“Ruhumun Masalı Şehr-i Urfa”, “Entelektüel Yalnızlık” ve akabinde merakla ve sabırsızlıkla beklediğimiz “Ezeli Mağluplar” kitabı elimize ulaştı. “Ezeli Mağluplar“ kitabının adı oldukça kapsayıcı ve bir o kadar esaslı bir hakikati imliyor. Kitap, yazarın gerçekten uzun soluklu, dur durak bilmeyen, meşakkatli ve devingen okumalarının bir hâsılası olsa gerek. Müellif birbirinden farklı renga renk simaların ve dimağların hepsini nev-i şahsına münhasır üslubuyla hakikat potasında eritme başarısını göstermiştir.
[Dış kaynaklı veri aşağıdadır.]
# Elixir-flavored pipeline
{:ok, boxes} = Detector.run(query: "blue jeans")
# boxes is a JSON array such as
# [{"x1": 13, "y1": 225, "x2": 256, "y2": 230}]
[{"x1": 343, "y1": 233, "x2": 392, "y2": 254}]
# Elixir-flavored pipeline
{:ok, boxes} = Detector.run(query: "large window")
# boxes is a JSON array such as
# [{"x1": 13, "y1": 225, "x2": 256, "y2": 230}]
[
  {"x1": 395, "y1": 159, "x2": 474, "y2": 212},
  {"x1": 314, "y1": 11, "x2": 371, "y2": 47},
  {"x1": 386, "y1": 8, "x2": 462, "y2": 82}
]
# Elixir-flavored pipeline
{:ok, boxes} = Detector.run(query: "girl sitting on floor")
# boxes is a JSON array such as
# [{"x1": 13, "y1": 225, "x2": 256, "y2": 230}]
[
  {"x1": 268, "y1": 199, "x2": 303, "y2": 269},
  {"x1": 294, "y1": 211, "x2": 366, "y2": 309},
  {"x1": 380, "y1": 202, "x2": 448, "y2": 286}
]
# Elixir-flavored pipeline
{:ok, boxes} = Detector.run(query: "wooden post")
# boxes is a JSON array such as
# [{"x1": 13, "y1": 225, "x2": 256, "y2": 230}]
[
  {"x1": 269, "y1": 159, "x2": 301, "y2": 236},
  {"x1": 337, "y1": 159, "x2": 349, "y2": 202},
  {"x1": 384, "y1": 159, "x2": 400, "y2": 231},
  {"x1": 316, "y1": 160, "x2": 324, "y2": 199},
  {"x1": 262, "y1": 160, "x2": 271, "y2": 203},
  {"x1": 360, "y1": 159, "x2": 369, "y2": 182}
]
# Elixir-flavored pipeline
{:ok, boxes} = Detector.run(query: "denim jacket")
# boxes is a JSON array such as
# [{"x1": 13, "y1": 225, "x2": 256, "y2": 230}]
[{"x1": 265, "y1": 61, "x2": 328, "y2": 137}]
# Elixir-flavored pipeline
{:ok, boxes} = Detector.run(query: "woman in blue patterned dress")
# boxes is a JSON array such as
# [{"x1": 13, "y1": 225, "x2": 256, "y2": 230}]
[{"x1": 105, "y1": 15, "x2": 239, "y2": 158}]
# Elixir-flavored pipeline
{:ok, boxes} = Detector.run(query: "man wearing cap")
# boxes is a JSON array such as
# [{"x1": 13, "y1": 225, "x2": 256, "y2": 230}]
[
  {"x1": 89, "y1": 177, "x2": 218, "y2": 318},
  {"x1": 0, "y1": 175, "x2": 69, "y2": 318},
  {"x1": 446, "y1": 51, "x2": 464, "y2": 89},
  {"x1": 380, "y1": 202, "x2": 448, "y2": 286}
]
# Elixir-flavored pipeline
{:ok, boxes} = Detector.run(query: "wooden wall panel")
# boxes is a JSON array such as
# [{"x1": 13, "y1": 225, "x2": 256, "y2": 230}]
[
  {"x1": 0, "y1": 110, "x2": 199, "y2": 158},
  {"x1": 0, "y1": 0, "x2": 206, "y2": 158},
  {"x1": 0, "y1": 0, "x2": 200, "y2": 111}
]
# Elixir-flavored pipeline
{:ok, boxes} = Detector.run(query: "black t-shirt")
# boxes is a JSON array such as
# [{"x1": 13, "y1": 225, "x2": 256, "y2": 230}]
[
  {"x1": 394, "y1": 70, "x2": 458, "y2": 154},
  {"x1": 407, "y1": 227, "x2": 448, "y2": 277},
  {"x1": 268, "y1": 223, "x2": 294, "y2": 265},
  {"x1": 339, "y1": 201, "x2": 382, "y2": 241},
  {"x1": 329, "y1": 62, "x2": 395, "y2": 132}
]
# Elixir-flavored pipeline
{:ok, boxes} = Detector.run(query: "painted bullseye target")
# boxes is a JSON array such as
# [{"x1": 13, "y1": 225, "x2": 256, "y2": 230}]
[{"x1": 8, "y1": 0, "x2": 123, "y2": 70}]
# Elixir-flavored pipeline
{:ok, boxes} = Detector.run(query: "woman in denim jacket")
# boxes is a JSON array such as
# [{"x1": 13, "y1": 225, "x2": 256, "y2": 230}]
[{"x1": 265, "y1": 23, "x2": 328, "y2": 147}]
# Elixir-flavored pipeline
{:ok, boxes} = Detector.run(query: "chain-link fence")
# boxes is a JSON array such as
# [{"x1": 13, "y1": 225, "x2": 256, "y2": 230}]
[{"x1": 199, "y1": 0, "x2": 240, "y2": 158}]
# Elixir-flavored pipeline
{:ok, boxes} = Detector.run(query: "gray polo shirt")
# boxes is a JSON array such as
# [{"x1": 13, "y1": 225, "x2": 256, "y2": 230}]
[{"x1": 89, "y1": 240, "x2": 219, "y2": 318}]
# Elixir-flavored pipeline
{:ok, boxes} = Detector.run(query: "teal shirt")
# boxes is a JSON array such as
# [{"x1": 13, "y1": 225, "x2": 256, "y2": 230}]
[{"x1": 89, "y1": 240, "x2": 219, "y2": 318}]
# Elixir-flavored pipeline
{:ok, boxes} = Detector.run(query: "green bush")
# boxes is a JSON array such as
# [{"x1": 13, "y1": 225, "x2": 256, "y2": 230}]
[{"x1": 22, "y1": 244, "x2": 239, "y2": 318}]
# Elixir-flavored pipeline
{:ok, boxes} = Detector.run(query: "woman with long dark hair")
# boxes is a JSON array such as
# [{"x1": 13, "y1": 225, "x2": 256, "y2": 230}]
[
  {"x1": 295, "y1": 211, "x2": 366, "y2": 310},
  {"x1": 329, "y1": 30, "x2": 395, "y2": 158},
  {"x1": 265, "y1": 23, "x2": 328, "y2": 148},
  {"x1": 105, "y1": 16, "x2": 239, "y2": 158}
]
“Ezeli Mağluplar “ın düşünce dünyamıza yeni bir soluk, yeni bir heyecan getireceği şüphesiz. Düşünsel ve entelektüel dünyada bu tür çalışmalar var mı, sanmam çünkü geneli kuru ve yavan. Sadece biyografik bilgi vermekten öteye geçmiyor. Düşünür, aydın vs üzerine yapılan portre çalışmaları genelde kendisinden, ideolojisinden olanlara yer verdiği için; propagandist, entegrist bir mantık örgüsü içinde yazılmıştır.
“Ezeli Mağluplar" tam da bur da yeni bir paradigma inşâ ediyor desek abartı olmaz, sanırım. Çünkü, müellif bize farklı dünyaların, fraksiyonların, cins kafalarını tanımamızı salık veriyor . Kendi düşünce dünyamızın dışındaki birbirinden farklı münevverlerin dünyasının kapılarını aralıyor bizlere. Ötekinin, bizden olmayanın iniltilerini kitabın sayfaları arasında gezerken duyumsamamız bunun en büyük kanıt olsa gerek.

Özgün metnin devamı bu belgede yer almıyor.